Für Frankreich war das Panzergeschäft allerdings weniger einträglich als erhofft. Der Preis des Leclerc war knapp kalkuliert, und GIAT hatte sich verpflichtet, die ersten gelieferten Exemplare kostenlos auf den Standard der zuletzt gelieferten zu bringen. Für diese laufende Umrüstung waren zwischen 1996 und 2006 Hunderte französische Techniker und Ingenieure am Golf eingesetzt.
Zusätzlich wurden den Emiraten erhebliche Kompensationsgeschäfte gewährt. GIAT musste sich an neue Unternehmen in der VAE beteiligen, die binnen zehn Jahren einen „wirtschaftlichen Mehrwert“ von 2 Milliarden Dollar generieren sollten.
2009 wurde in Abu Dhabi die erste französische Militärbasis für alle drei Teilstreitkräfte eingeweiht. Das 700-köpfige Personal dient nach Aussage des französischen Verteidigungsministers als ein „Truppenreservoir für Kriseninterventionen in dieser strategisch wichtigen Zone“.
2011 unterzeichnete Nexter (wie GIAT seit 2006 heißt) einen neuen Vertrag zur Umrüstung von Panzern für den Straßenkampf. Diese Investition sollte sich für Abu Dhabi ein paar Jahre später auszahlen: Im Sommer 2015 eroberten die Koalitionstruppen den Hafen von Aden, und Anfang August wurden dort Leclerc-Panzer entladen, die danach unter anderem bei der Wiedereinnahme des Militärstützpunkts al-Anad eingesetzt wurden.
Der Praxistest erfreute die französischen Hersteller: „Der Einsatz der Leclerc-Panzer im Jemen hat die Militärs in der Region schwer beeindruckt“, frohlockte Nexter-CEO Stéphane Meyer. Doch die Hoffnung auf neue Kunden war vergebens: Die Emirate sind bis heute die einzigen ausländischen Abnehmer geblieben.

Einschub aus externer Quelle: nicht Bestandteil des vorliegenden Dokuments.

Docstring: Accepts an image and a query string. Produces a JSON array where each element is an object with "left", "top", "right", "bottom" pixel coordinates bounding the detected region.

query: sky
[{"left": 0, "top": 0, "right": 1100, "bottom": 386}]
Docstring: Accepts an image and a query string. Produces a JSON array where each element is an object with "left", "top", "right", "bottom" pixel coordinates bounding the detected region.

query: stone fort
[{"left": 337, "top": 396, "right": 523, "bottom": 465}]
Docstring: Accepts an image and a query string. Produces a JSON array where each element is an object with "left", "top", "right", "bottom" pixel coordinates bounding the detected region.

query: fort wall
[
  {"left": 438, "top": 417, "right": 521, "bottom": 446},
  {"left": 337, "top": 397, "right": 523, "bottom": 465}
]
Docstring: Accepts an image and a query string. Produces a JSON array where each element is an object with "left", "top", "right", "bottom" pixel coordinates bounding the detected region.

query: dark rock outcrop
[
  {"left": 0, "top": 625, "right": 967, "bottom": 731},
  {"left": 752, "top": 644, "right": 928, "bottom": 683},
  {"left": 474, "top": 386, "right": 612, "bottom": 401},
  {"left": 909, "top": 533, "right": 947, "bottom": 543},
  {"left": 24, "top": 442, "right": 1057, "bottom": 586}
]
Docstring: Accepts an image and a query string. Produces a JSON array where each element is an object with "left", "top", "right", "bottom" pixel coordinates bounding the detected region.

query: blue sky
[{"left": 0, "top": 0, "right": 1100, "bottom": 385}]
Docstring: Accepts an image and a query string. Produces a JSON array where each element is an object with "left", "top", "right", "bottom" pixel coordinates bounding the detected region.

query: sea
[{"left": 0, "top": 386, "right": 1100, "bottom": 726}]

Andererseits könnte der Einsatz im Jemen für Frankreich noch unangenehme Folgen haben. Wie der französische Militärnachrichtendienst DRM in einem Vermerk vom 15. April 2019 festhielt, mussten die Leclerc-Panzer auf dem Seeweg nach Abu Dhabi zurücktransportiert werden, weil ihre Reparatur und Wartung vor Ort nicht möglich war. Dort hat die Nexter-Niederlassung womöglich an den Instandsetzungsarbeiten mitgewirkt. Und diese potenzielle Unterstützungsleistung könnte dazu führen, dass sich Frankreich und Nexter/GIAT an der Seite der VAE vor dem Internationalen Strafgerichtshof (IStGH) verantworten müssen. Denn der Jemen ist ein blutiger Kriegsschauplatz, wo alle involvierten Parteien schwere Menschenrechtsverletzungen begangen haben.